As the election approaches, polarization and political tension is at an all time high. People are impacted by the political context of their lives, no matter what political affiliation they identify with.
Since political figures and government systems play such an important part in decision making for our country, it’s normal for people to have political preferences that reflect their values and beliefs.
Discussing these opinions can be an opportunity for collaboration, growth, mutual understanding, and curiosity.
However, opposing political opinions and views on policy and political candidates can be triggering, invalidating, & unproductive if they don’t communicate appropriately and hold space to understand the other’s perspective. This can leave people feeling defensive, gridlocked, and misunderstood in a perpetual cycle of biased perspective-taking.
In these conversations boundary setting is critical.
Your feelings ARE valid.
As therapists, we encourage you to have conversations that are productive for you and your loved ones. Here are a few tips we suggest as Family therapists:
-the environment for that conversation is appropriate (timing, location, etc.)
-the intention behind the conversation is helpful to inform, discuss, or learn from one another.
-to look out for cognitive distortions (statements that are not based on fact that distort reality). You can learn more about cognitive distortions here.
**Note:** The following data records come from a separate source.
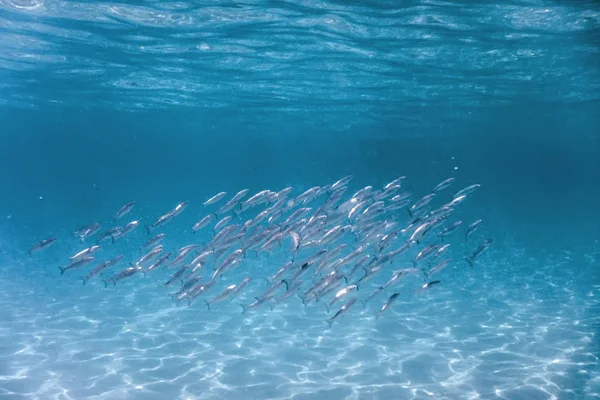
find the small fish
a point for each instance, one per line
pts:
(482, 247)
(86, 252)
(214, 199)
(341, 294)
(472, 228)
(443, 185)
(101, 267)
(44, 244)
(341, 311)
(123, 211)
(76, 263)
(154, 240)
(387, 304)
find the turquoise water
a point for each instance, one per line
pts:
(163, 102)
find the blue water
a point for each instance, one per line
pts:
(102, 103)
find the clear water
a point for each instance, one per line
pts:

-prevent gaslighting by remaining on topic and not discrediting that person’s lived experience and feelings
-acknowledge and understand the role of privilege & systemic injustice
-prevent critical, hostile language with the use of “i statements” and neutral tone
-express feelings in a healthy way
– establish healthy limits and boundaries for yourself
-ask nonjudgmental and open ended questions
-find common ground and shared values
-Control your tone to be sincere and curious
-Deescalate by breaking unproductive patterns: “Let’s take a break and cool down so that we can have this conversation at a better time.”